If an email response will take less than two minutes to process, reply as soon as possible.
Use the "Tools, Organized" or "Tools/Rules" function. Color code emails.
Reuse subject lines and verbiage from sent messages.
Create distribution lists.
Practice email triage - respond to it, task it, archive it or delete it.
The week prior to vacation, add vacation dates to the end of emails.
Start with responding to emails within 24 hours, even if it is just to indicate that you have received the email and will respond in "x" amount of time.
A simple acknowledgment of receipt will lower emails, and increase productivity. You will have fewer people emailing a second or third time for a response, giving you more time to focus on the task at hand.
If an auto response is not your style, consider a desktop sticky note with a few response statements that you can quickly copy and paste in a reply. "I aim to reply within 24 hours, if not sooner." "I would like to run that by a colleague who is out of the office. I will get back to you within the next couple of days, if not sooner."

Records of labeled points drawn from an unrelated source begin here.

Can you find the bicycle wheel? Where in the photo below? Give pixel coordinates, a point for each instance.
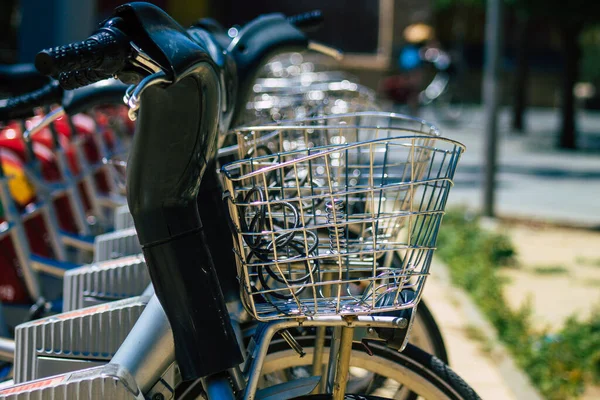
(425, 333)
(386, 374)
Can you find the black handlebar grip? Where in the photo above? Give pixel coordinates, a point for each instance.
(307, 20)
(23, 106)
(104, 51)
(76, 79)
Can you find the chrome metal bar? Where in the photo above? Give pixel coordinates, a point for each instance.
(237, 378)
(343, 363)
(20, 242)
(86, 174)
(45, 122)
(149, 349)
(53, 227)
(47, 268)
(324, 49)
(334, 348)
(318, 357)
(73, 194)
(262, 347)
(7, 350)
(218, 387)
(77, 243)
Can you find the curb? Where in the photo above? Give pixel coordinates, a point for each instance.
(516, 380)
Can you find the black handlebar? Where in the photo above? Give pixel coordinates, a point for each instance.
(307, 20)
(104, 51)
(164, 173)
(20, 78)
(23, 106)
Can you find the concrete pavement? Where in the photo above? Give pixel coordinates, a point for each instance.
(535, 180)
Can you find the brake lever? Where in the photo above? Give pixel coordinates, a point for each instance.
(133, 93)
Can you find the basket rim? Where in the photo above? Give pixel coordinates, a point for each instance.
(292, 124)
(327, 149)
(295, 123)
(319, 87)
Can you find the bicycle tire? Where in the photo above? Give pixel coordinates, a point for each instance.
(419, 373)
(425, 332)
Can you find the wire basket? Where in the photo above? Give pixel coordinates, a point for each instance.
(321, 130)
(293, 102)
(315, 229)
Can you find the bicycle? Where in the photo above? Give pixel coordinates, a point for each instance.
(130, 376)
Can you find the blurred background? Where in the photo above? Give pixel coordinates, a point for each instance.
(518, 82)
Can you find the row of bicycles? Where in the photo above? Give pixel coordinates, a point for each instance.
(248, 225)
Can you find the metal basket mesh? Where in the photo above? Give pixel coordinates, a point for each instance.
(315, 228)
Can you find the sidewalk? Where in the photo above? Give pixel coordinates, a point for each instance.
(535, 181)
(483, 363)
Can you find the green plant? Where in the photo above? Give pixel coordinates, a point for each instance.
(550, 270)
(560, 365)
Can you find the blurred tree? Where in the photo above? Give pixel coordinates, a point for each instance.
(522, 67)
(570, 18)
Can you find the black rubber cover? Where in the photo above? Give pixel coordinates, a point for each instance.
(214, 218)
(226, 67)
(102, 93)
(216, 30)
(255, 44)
(21, 107)
(20, 78)
(104, 51)
(80, 78)
(308, 20)
(163, 39)
(175, 139)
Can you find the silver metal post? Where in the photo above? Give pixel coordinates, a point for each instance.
(149, 349)
(7, 350)
(490, 95)
(19, 238)
(342, 364)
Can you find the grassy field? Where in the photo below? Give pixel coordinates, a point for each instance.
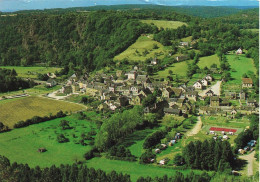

Do not state that you will respond within a certain amount of time if you are unsure it is possible. In the words of the popular adage, under promise, over-deliver. By setting an expectation for when to expect a thorough response, you are being thoughtful. And if you beat that date, you are no longer the person who took five days to respond: You are the person who said they needed a week but replied two days early.
If you determine that a written response will take too much of your time, consider a face to face or phone call. A few minute conversation can alleviate a possible extended email debate. A face to face or phone call is particularly good choice when emotions, miscommunication and/or complex answers are involved.
Establishing what organizational methods works for you and sticking to it is vital to conquering the email inbox. Sometimes it is just not enough. You may need to consider hiring someone to answer emails for you. Asking for help reveals strength, not weakness.